You're dealing with RSS/Atom feeds which can contain multiple title
tags. You need to iterate over all title
nodes and extract their content separately, in a way that lets you keep track of their order and what article they're attached to:
require 'nokogiri'
doc = Nokogiri::XML(<<EOT)
<feed xmlns="http://www.w3.org/2005/Atom">
<entry>
<title type="html">
<![CDATA[ First Post! ]]>
</title>
<content type="html">
<![CDATA[
<p>I’m very excited to have finally got my site up and running along with this blog!</p>]]>
</content>
</entry>
</feed>
EOT
doc.search('title').map(&:text)
# => ["\n First Post! \n "]
This returns an array of the text inside the title
nodes. From there you can easily clean up each string, manipulate them, reuse them, whatever.
doc.search('title').map{ |s| s.text.strip }
# => ["First Post!"]
search
returns a NodeSet, which is akin to an array of title
nodes found in the document. If you don't iterate over them you'll get a concatenated string containing all their text, which is usually NOT what you want:
require 'nokogiri'
doc = Nokogiri::XML(<<EOT)
<foo>
<title>this</title>
<title>is</title>
<title>what</title>
<title>you'd</title>
<title>get</title>
</foo>
EOT
doc.search('title').text
# => "thisiswhatyou'dget"
versus:
doc.search('title').map(&:text)
# => ["this", "is", "what", "you'd", "get"]

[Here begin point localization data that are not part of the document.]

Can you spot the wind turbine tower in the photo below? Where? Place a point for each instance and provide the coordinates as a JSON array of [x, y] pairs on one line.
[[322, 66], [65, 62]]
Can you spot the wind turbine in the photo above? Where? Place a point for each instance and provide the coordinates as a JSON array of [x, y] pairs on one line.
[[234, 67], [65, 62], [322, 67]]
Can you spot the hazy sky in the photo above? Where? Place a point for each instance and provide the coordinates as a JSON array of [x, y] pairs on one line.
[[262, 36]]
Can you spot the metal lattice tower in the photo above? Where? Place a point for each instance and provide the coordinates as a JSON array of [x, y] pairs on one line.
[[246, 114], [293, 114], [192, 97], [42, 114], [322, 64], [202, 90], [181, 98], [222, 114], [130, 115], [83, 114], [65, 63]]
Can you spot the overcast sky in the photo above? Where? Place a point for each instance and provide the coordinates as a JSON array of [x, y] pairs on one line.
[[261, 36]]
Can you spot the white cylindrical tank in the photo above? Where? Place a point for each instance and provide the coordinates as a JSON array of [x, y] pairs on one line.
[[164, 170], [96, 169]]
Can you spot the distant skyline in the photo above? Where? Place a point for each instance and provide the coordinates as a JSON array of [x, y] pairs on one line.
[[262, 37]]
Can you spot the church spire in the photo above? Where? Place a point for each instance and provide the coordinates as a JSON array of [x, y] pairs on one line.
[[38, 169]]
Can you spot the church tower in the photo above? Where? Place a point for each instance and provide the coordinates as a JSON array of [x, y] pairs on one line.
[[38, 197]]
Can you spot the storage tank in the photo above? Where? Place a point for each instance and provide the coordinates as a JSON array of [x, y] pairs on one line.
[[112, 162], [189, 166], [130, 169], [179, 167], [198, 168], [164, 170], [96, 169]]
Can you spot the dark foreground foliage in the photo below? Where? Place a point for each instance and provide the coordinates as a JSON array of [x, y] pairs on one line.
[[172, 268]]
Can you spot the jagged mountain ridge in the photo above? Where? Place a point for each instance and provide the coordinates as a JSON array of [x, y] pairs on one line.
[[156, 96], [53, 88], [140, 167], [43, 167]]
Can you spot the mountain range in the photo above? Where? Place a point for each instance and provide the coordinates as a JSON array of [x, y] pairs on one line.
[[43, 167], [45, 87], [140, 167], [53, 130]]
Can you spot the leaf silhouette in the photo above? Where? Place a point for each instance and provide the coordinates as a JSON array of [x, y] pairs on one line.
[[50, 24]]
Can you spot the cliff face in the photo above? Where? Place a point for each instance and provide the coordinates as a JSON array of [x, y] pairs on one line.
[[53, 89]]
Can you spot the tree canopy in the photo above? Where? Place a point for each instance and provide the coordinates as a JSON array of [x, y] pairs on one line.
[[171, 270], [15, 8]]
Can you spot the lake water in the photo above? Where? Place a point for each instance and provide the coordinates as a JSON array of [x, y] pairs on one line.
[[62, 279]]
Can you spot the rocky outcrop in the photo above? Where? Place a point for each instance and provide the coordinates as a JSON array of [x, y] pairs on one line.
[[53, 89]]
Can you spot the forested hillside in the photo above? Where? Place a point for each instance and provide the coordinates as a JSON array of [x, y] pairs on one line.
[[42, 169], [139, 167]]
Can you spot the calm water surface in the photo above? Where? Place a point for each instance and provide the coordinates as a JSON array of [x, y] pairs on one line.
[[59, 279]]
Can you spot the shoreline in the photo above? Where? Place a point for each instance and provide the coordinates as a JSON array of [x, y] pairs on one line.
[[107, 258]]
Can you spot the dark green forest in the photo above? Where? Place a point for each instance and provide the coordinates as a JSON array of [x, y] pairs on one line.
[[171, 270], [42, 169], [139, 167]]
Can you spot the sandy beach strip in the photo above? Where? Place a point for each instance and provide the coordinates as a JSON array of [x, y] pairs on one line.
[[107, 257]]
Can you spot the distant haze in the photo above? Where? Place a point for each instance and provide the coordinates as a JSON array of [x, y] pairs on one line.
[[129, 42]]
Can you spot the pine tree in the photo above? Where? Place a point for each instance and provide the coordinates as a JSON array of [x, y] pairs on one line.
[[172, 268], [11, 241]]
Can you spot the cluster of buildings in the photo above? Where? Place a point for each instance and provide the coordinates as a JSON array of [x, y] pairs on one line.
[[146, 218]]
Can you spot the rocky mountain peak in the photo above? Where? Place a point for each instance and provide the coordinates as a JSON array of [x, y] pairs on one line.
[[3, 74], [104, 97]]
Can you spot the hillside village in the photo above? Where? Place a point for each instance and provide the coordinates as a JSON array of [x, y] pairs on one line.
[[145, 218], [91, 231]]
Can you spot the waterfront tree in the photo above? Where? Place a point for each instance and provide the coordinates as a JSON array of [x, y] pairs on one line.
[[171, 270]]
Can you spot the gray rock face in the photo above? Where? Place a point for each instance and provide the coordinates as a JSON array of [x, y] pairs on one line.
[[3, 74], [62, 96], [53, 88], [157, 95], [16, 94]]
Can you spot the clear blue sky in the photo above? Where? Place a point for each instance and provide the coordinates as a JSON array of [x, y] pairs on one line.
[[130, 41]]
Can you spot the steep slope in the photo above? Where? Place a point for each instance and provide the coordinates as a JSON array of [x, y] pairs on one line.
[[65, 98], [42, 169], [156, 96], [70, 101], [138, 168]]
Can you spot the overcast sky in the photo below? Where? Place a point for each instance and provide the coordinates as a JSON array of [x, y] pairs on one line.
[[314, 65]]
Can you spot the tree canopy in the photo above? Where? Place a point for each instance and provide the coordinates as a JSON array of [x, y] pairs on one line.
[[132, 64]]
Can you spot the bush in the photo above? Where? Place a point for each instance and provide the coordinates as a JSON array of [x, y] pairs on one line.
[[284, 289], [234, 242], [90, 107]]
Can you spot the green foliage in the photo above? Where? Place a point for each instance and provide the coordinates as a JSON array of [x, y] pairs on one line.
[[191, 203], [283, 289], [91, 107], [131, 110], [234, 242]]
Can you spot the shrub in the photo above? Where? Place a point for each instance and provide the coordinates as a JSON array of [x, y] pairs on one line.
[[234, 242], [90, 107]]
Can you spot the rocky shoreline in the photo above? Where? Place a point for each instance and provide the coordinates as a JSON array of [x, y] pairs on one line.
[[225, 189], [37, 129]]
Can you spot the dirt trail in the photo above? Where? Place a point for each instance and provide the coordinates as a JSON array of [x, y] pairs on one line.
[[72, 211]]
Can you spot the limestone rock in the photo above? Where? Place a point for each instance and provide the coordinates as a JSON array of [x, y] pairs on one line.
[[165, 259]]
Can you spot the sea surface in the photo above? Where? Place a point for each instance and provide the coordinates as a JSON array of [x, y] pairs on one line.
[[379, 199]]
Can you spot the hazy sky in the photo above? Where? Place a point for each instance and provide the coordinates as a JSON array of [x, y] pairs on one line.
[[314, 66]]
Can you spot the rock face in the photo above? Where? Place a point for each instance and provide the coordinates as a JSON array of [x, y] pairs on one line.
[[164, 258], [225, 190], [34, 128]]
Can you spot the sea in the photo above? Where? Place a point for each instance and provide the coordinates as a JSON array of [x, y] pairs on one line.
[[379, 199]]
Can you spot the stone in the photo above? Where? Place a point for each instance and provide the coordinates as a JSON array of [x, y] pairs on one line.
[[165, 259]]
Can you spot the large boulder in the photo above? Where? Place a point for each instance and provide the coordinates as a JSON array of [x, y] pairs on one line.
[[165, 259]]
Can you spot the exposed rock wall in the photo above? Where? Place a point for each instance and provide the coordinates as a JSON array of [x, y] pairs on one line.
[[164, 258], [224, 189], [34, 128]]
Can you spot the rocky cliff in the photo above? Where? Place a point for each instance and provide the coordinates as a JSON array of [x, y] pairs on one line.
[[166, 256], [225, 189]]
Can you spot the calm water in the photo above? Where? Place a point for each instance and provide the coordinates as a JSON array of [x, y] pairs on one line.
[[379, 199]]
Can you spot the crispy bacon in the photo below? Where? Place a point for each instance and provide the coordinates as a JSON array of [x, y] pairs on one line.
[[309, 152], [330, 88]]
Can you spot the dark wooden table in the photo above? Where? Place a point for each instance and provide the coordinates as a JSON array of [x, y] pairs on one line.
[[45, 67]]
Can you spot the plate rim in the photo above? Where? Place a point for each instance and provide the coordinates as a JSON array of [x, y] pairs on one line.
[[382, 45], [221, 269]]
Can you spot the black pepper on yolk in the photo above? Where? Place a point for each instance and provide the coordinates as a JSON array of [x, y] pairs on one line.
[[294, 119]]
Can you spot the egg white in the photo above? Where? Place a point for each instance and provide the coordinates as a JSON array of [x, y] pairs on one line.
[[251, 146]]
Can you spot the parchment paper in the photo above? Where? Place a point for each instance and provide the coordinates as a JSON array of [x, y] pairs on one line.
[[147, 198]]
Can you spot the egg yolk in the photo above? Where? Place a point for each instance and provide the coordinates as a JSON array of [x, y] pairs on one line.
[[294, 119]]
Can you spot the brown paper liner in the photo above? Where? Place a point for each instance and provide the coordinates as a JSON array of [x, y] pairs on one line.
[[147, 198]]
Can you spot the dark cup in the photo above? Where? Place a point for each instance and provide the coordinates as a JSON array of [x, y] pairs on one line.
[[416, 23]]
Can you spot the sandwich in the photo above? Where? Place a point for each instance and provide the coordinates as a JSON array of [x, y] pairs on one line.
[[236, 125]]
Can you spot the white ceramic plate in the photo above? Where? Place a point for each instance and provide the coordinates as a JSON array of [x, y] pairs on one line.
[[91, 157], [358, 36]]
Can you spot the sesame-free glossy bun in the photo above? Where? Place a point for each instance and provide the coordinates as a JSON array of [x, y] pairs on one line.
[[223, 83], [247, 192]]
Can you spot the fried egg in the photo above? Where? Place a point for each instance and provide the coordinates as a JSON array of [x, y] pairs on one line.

Trying to tear apart the first result is impossible unless you have prior knowledge of the document's structure which is usually not true. Iterating over the returned NodeSet will yield very usable results.
To maintain consistency with the various title
tags in a feed, you need to loop over the entries, then extract the embedded titles which is a bit different than what your sample XML and code shows:
require 'nokogiri'
doc = Nokogiri::XML(<<EOT)
<feed xmlns="http://www.w3.org/2005/Atom">
<entry>
<title type="html">
<![CDATA[ First Post! ]]>
</title>
<content type="html">
<![CDATA[
<p>I’m very excited to have finally got my site up and running along with this blog!</p>]]>
</content>
</entry>
<entry>
<title type="html">
<![CDATA[ Second Post! ]]>
</title>
<content type="html">
<![CDATA[
<p>blah</p>]]>
</content>
</entry>
</feed>
EOT
titles = doc.search('entry').map { |entry|
entry.at('title').text.strip
}
titles # => ["First Post!", "Second Post!"]
Or perhaps more usable:
titles_and_content = doc.search('entry').map { |entry|
[
entry.at('title').text.strip,
entry.at('content').text.strip
]
}
titles_and_content
# => [["First Post!",
# "<p>I’m very excited to have finally got my site up and running along with this blog!</p>"],
# ["Second Post!", "<p>blah</p>"]]
which returns the title and the content for each entry. From this you can easily build up code to extract the links to the articles, date of publishing, refresh-rates, original site, everything you'd want to know about an individual article and its source, then store it in a database for later regurgitation when requested.
There are gems and scripts available for processing RDF, RSS and Atom feeds, however, years ago, when I had to write a huge aggregator for feeds, nothing was available that met my needs and I wrote one from scratch. I'd recommend trying to find one rather than reinvent that wheel, otherwise look through their source and learn from their experience. There are a number of things to do in code to be a good network-citizen that doesn't swamp the servers and get you banned.
See "How to avoid joining all text from Nodes when scraping" also.